A Look at Weibo / WeChat as Musk Re-Ignites Spam Bot Debates

Elon Musk’s mutii-billion dollar fight for Twitter has taken several unprecedented turns in recent weeks, the latest development being the deal has been put on hold due the dispute of the percentage of spam bot that is disclosed by Twitter on its own reporting. The reported figured, which was “well under 5%” by Twitter CEO Parag Agrawal, was heavily challenged by Elon Musk. Musk also happens to be one of the most prolific user of the platform, boasting a figure north of 93m followers. He’s also the one about to splash $44 billion dollars to realize his vision of a digital townhall with over 229 million monetizable daily active users (mDAU). Whether the percentage of ‘spam bots’ is 5 or 5.01%, it has become a multi-million dollar question as Musk is spending over $192 per user in this acquisition.
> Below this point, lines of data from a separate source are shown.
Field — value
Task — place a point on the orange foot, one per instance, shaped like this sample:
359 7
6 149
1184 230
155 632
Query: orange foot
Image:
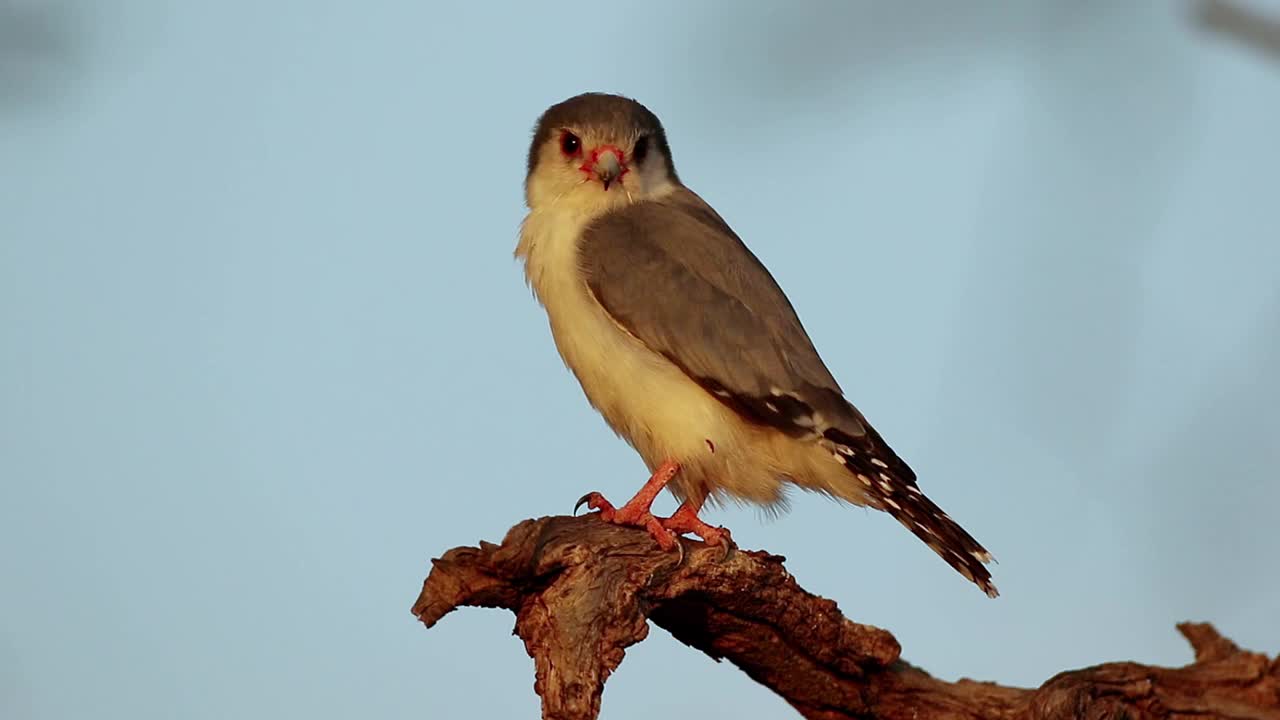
636 513
685 520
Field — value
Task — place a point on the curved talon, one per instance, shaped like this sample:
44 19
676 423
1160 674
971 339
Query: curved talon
730 546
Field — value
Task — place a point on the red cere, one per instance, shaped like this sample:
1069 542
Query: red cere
589 165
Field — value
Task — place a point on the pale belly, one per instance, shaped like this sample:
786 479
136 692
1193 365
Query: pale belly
649 401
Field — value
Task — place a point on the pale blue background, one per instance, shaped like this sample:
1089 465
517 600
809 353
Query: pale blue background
264 350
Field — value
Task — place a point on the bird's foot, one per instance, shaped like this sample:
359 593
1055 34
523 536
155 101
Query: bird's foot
685 520
636 513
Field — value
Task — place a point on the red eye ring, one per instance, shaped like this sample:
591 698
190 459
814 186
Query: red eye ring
570 144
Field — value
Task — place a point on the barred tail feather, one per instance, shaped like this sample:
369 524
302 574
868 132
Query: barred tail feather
885 482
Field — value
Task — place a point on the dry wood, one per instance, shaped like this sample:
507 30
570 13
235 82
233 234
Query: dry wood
584 591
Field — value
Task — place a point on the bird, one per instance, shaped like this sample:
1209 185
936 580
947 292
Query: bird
686 345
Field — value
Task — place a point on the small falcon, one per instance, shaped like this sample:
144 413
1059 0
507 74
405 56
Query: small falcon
686 345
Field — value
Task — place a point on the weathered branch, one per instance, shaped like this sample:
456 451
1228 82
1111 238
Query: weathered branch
583 592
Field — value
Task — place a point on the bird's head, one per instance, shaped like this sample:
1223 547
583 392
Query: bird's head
599 150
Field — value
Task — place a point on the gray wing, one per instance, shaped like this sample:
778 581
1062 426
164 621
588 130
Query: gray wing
677 278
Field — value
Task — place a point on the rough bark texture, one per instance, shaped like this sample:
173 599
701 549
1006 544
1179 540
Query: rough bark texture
584 591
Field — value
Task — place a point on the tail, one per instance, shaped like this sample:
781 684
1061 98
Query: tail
887 483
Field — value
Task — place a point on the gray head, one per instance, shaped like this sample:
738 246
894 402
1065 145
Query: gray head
598 147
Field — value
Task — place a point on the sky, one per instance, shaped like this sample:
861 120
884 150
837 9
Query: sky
265 351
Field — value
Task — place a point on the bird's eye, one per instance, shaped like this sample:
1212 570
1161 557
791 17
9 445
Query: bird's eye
641 149
570 144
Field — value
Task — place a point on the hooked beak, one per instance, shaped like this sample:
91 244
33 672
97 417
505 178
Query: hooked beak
608 167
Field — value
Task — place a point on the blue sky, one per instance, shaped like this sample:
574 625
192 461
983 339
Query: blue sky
264 350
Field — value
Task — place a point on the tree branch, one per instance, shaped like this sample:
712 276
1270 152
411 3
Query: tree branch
584 591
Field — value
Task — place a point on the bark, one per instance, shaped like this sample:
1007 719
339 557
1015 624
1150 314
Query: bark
584 591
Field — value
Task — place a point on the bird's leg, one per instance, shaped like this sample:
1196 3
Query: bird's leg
685 520
636 511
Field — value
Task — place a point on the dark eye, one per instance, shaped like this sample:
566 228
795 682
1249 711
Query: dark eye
641 149
570 144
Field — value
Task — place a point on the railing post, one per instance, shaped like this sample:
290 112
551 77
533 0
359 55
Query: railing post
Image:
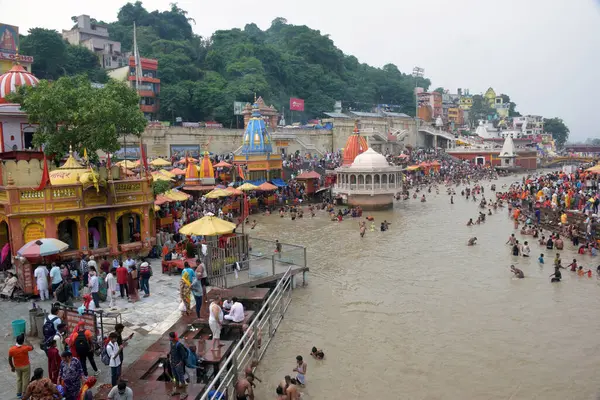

As the debate rages on, one would easily come across spam bots on any casual scroll on Twitter. The bots are deployed from everything including crypto scams to disinformation campaigns by the likes of Russia and China. While the debate is not new and is unlikely to be the last time the issue makes the headlines, the question of fake vs. real users has real material impact in not just the user experience of these services, but also on advertising dollars and ultimately how much are these companies’ are worth.

In late 2021, Craft Associates together with Han Zhang from the Hong Kong University of Science and Technology (HKUST), together we looked at the prevalence of bots on China’s Sina Weibo and WeChat and their impact on content engagement. Our study encompassed 576 Weibo and WeChat accounts from online media and bloggers in the tech space and their accompanying 17000+ posts on TMT topics such as 5G and Smart Devices. Using statistical techniques, we conclude that the post engagement did not follow a normal distribution pattern amongst our dataset of WeChat accounts in our study. Similarly on Weibo, where the presence of bots also known as ‘water army’ are prevalent and the use of ‘retweet and win’ are a common tactic to boost promotion, these suspected network effects did have an impact on post engagement within our subset of data.

The date range of the dataset spans from August 2020 to August 2021.

WeChat Content Analysis

The distribution of engagement of each account is calculated to assess the quality of accounts. The following analysis studies 74 WeChat accounts that have more than 30 posts. Using the Shapiro normality test, (or we can simply visualize the data distribution), we can safely say that barely any account has a normally distributed engagement. Heavy tails, skewness and large extreme values are presented in almost every account. Below are some commonly exhibited characteristics in their distributions.

 

1) Right-skewness

The heavy right-skewness indicates that most of its posts have an engagement below mean. However, some posts do perform exceptionally, reaching over 30,000 engagements.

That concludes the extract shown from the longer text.